このことから、分離マニュアルの方法で細胞変性効果が起こる原因が、ウイルスの感染とは限らず、FCS濃度を下げたことによる「栄養分の欠乏」の可能性があることから次の文書の開示請求をします。
①FCS濃度を1～2％に下げる理由が書かれた一切の文書。
②分離培養において検体を接種せずFCS濃度を1～2％にした状態で細胞変性効果が起こらないことを証明する一切の文書。

この請求の結果は、文書を保有していないという理由による不開示であった。

以上のことから、感染研は対照実験を行っていない可能性が極めて高い。

感染研の分離マニュアルより、感染研の分離手品のトリックを明らかにした。

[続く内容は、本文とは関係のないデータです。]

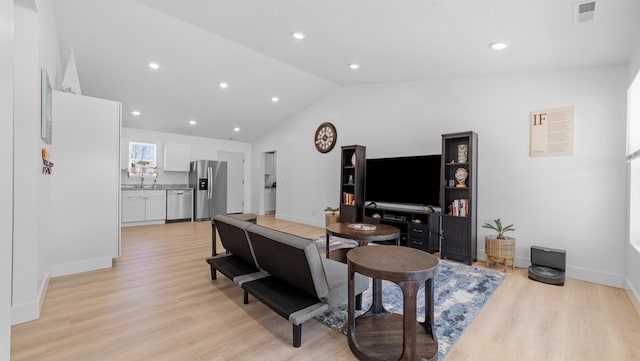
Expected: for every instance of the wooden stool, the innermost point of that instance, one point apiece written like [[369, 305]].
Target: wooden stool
[[500, 251]]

ランカ博士が対照実験で示したように、血清濃度を下げるトリックが使われていた。このトリックを感染研に指摘したが、感染研は指摘を無視して、質問に答えなかった。情報公開請求をしたが、対照実験結果が記載されている文書を保有していないという理由で開示しなかった。

ランカ博士の対照実験の結果から考えて、ほぼ間違いなく感染研の分離方法は、血清濃度を下げることが原因で起きていると言える。